Namibian newspapers over the past few weeks have been filled with stories about education. There’s one theme of stories that center on overcrowded schools and enrolment dilemmas. And there’s another theme of stories around the standardized test scores results and the abysmal performances throughout the country.
As I mentioned in an earlier post, learners in grades 10 and 12 are required to pass nationally-standardized tests in order to move forward. Less than half of the learners actually make the mark. In my town of Khorixas, there are two schools with grade 10 learners. Of the cumulative 135 grade 10 learners, only 27 scored high enough to be passed to grade 11.
The computer centre can also attest to the fact that many learners are seriously struggling, at least in mathematics.
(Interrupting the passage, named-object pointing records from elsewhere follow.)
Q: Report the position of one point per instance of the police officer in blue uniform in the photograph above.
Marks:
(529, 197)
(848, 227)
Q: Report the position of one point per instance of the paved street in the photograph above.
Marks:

Of around 400 learners in grades 5 -12 that have taken an adaptive mathematics assessment/placement test in Khorixas, 95% have scored on a grade 2 level, according to international standards. While some of the issues may relate to language and contextual challenges, an observation of the learners’ responses to some basic mathematics questions confirms that they simply do not have a firm grasp of the fundamentals.
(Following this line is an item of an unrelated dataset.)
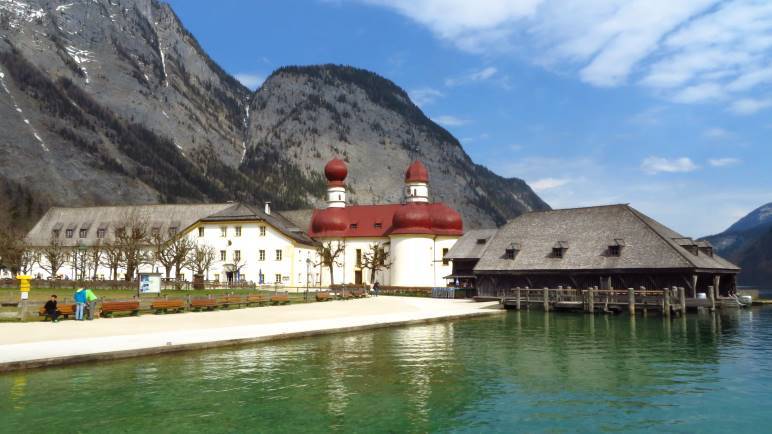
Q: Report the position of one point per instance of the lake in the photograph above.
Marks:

The case for standardization is strong but when less than half the population actually meet the standard, a full and comprehensive reform is necessary. The curriculum, teacher training, teachers, school administrators, parents, regional and national Ministry leaders, and learner attitude all need attention. The upside is that Namibia as a functioning democracy-for-all is merely 20 years old (March 2010) and is developing rapidly. The school system is still an evolutionary work. It should be interesting to see how this new nation and its children are performing in the next ten(10) years.